Depositate le motivazioni della sentenza di condanna per Davide Fontana: trent’anni paiono pochi per l’efferatezza del crimine.
“Il processo è stato fatto a mia figlia Carol, non a chi l’ha uccisa”: queste le parole della madre della Maltesi.
Si dice sconvolta, Giuseppina, madre di Carol Maltesi: gli avvocati le hanno appena comunicato le motivazioni della condanna relative all’omicidio di sua figlia. Trent’anni di reclusione, invece dell’ergastolo richiesto dalla Procura, per Davide Fontana, il suo ex, che l’ha prima uccisa e poi ne ha smembrato il cadavere: una brutalità che sconvolse il piccolo centro di Rescaldina, ad una manciata di chilometri da Milano. Il corpo della povera ventiseienne fu ritrovato circa tre mesi dopo, in alcuni sacchi dell’immondizia nascosti alla men peggio nei boschi limitrofi.
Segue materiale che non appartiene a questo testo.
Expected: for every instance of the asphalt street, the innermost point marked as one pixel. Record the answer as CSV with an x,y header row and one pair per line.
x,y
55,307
Le motivazioni seguono il dispositivo della sentenza, emesso a giugno dalla Corte d’Assise meneghina: i giudici scrivono che il killer, pur nella dinamica violenta, avesse una sua motivazione precisa, quando “si è reso conto che la giovane e disinibita Carol Maltesi si era in qualche misura servita di lui per meglio perseguire i propri interessi personali e professionali e che lo aveva usato” .
Queste le parole del padre della vittima, quando circa un mese orsono è stata emessa la sentenza: parole cui fanno eco quelle della madre di Carol e che si ritrovano anche nei commenti dell’avvocato Rago, difensore di parte civile nell’interesse dell’ex compagno e del figlio della vittima: “Se Carol fosse stata la commessa di prima, attività che svolgeva ante pandemia, a parità di circostanze, al signor Fontana sarebbe stato comminato l’ergastolo”.
Difatti, da qualche tempo la ragazza aveva intrapreso la carriera di pornoattrice, aprendo un profilo su OnlyFans e girando alcuni video a contenuto hardcore con lo stesso Fontana: pare poi che volesse trasferirsi, interrompendo le attività e la relazione con l’omicida, per stare più vicino al figlio, che viveva in Veneto con il padre, suo ex compagno.
Da quanto depositato, parrebbe che per gli estensori delle motivazioni non potesse configurarsi la premeditazione, ovvero l’aggravante dei futili o abbietti motivi: eppure una brutale esecuzione, con il sezionamento annesso del corpo straziato, avrebbero dovuto far propendere per l’ergastolo, invece che per una condanna a “soli” trent’ anni di reclusione. Il movente di Fontana non fu, dunque, particolarmente crudele o offensivo: nessuna gelosia, dato che i giudici scrivono che la ragazza intratteneva più relazioni sessuali al contempo, gestendo un profilo ad alta gradazione pornografica su una piattaforma social.
Solo un calcolo a mente fredda, dunque, per un uomo che si sentiva tradito dal possibile allontanamento della vittima: Fontana si “rese conto che ormai, dopo averlo in qualche misura usato, Maltesi si stava allontanando da lui, scaricandolo“, portandolo dunque a meditare una vendetta nei confronti della ventiseienne, punendola con una sentenza di morte senz’appello.